While I oppose the death penalty, there is little else in your piece I disagree with. Our CJ system is backwards, the system clogged with indigent dope smokers while killers with cash walk free. I wouldn't want to be caught up in it. Fortunately, I'm a 20-something white female. If a man ever beat me, you better believe I'd don my translucent electric blue negligee and robe and put a couple holes in him.

Great opinion post. I'm looking forward to the next part.

Beat And Release said...

Not sure how things are in the rest of the country, but I have noticed a lot more jury nullification occurring in my circuit courts. This nullification tends to fall along racial lines. If your defendant is black and there is a black on the jury, be prepared for a hung jury. I have seen this occur even in murder cases where the suspect provided a detailed confession.

Another problem is the fact that motor-voter has terminally contaminated jury pools with convicted criminals.

Mad Jack said...

Stephanie: You're right about 'three hots and a cot'. Main Lady has encountered that many times in her line of work (psychology) when the homeless shelters are full and the weather is bad.

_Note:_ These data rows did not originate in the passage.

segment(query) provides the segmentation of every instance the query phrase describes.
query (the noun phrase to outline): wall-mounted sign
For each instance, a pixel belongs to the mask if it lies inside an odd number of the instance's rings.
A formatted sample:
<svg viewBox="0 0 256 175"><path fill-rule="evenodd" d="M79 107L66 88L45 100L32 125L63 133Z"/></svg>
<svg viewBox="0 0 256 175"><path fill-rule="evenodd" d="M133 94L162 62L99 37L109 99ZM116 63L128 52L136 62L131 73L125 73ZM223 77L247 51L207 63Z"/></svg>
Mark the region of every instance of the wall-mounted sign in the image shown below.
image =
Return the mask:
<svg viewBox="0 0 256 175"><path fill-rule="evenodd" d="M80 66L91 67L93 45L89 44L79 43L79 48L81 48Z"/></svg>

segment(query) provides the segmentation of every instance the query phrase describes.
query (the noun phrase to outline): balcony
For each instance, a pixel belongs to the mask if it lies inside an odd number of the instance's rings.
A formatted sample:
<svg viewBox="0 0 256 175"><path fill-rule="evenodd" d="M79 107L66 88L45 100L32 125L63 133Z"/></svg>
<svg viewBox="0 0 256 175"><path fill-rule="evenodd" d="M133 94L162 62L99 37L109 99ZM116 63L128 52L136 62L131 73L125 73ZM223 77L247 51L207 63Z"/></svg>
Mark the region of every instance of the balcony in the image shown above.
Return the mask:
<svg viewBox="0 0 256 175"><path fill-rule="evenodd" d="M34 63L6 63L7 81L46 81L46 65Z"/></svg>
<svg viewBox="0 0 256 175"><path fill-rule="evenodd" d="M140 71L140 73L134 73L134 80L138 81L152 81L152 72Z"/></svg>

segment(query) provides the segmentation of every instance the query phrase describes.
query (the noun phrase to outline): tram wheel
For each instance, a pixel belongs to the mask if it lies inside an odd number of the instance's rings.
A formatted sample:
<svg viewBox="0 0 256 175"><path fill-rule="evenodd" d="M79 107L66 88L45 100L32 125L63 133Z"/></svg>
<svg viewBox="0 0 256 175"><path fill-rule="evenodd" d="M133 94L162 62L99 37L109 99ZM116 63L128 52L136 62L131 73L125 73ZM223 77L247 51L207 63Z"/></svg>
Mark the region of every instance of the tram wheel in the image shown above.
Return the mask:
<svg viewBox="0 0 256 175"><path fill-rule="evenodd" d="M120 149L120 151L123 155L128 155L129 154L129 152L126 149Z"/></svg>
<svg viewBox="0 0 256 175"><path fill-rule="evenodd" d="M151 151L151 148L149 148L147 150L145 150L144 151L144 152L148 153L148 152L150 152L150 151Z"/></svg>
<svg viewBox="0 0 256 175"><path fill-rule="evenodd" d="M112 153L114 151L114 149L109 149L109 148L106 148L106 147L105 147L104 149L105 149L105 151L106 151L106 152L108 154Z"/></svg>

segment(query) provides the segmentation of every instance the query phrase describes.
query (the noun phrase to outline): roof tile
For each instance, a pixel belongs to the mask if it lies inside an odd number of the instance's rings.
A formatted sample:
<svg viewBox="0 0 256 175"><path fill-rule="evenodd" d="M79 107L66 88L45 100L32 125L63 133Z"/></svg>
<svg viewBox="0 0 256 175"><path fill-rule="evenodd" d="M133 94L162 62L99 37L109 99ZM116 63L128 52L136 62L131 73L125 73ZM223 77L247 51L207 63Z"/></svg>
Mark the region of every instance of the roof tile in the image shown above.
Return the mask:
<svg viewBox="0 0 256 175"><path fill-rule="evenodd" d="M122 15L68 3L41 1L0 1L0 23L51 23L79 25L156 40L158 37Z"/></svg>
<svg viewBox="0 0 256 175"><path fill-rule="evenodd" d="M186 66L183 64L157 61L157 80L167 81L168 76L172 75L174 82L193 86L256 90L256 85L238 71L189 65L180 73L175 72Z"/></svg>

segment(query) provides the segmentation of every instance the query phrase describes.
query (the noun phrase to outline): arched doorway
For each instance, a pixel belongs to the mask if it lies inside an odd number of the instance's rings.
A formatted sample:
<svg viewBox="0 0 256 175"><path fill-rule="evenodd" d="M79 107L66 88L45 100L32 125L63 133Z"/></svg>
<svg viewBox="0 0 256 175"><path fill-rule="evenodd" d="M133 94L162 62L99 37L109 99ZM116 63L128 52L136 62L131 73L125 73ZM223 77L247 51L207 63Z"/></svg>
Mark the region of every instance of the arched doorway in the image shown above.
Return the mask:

Beat And Release: Good points, and I'm glad you brought them up. I doubt we'll ever know the full extent of jury nullification, as I don't believe the DOJ would ever publish those results. I was unaware that it ever happened more than once in a very great while.

I hadn't thought about the motor voter issue and convicted criminals serving on juries. I guess I sort of assumed that the court did a background check on everyone who served on a jury. Foolish me, huh?

Thanks to both of you for your comments.

Beat And Release said...

When I was a general investigator (everything from vandalism to murder)I would routinely arrive at the courtroom on the first day of trial because the case detective sat at the prosecution table. Prior to the judge stepping in I would be handed a list of potential jurors and be asked to scan it for familiar names. The prosecutors would have a few criminal histories on the table because they had conducted NCIC checks on all the potential jurors. This rarely happens anymore because there are so many convicted criminals in the jury pool now that anyone with a driver's license is included.